Under the Military Rules of Evidence, a search may be conducted for weapons or destructible evidence in the area within the immediate control of an apprehended person. This area includes only that which the apprehended person could reach with a sudden movement.

Apprehending officials may also look for other persons who might present a danger to them. This would allow them to look in closets or other spaces adjoining the place of apprehension from which an attack might be launched. This type of search may be done as a precautionary matter. There is no requirement that the apprehending official have probable cause or reasonable suspicion.

These searches incident to a lawful apprehension are known as "protective sweeps" — a "quick and limited search of premises conducted to protect the safety of police officers or others," the U.S. Army Court of Criminal Appeals noted in U.S. v. Levi A. Keefauver (2014). If officers concoct a far-fetched safety concern in order to poke around and look for incriminating evidence, their search would be illegal and not a protective sweep.

A protective sweep may amount to a reasonable or unreasonable search, because evidence from an invalid sweep could be deemed inadmissible at trial. In Keefauver, an Army criminal investigator did a protective sweep after the stepson of the appellant, an Army specialist, took a package of marijuana inside his house. The package had been delivered as part of a sting, and the stepson yelled at the special agent when he showed up at the appellant's house.

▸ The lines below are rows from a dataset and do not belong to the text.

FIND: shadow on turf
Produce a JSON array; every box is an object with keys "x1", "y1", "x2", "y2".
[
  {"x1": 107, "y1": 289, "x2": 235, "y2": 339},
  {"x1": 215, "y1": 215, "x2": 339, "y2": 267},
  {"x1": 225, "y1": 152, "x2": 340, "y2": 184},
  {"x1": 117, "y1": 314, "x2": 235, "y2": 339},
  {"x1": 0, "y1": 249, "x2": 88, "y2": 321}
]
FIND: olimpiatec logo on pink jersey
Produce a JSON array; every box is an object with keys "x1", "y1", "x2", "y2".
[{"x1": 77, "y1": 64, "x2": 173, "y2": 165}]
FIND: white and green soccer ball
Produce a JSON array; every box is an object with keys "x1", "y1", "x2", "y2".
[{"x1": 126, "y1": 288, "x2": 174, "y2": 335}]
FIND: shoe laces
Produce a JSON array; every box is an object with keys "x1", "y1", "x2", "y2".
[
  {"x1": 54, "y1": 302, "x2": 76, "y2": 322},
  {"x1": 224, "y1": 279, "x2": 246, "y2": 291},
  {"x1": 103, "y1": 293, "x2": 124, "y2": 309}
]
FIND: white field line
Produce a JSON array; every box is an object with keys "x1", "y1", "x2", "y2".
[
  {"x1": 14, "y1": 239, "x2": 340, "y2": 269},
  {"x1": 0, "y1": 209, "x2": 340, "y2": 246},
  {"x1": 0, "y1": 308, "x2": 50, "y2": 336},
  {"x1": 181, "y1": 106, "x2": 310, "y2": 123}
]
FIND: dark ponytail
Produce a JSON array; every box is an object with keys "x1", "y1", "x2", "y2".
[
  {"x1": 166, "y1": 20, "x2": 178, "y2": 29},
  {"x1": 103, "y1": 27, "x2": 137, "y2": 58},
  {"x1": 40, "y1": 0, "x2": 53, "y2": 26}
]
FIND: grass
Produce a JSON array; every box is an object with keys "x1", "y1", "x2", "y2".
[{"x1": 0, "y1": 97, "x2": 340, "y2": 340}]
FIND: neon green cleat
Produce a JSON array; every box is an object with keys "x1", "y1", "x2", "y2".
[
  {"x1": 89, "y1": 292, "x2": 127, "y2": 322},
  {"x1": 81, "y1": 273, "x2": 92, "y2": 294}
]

The special agent arrested the stepson, located the package and then conducted a security sweep, during which he saw drug paraphernalia, rifles and marijuana. The court found this security sweep to be legitimate because investigators could have believed anyone else in the home could have interpreted the stepson's tirade as a warning to destroy evidence.

Other factors that made the sweep justifiable include the unknown location of the household's adults and a drug trafficking expert's testimony that "guns follow drugs." However, the court pointed out that while "the mere presence of a large amount of drugs is a factor that may be considered in the analysis, this fact alone without any other "specific and articulable facts" does not justify a protective sweep.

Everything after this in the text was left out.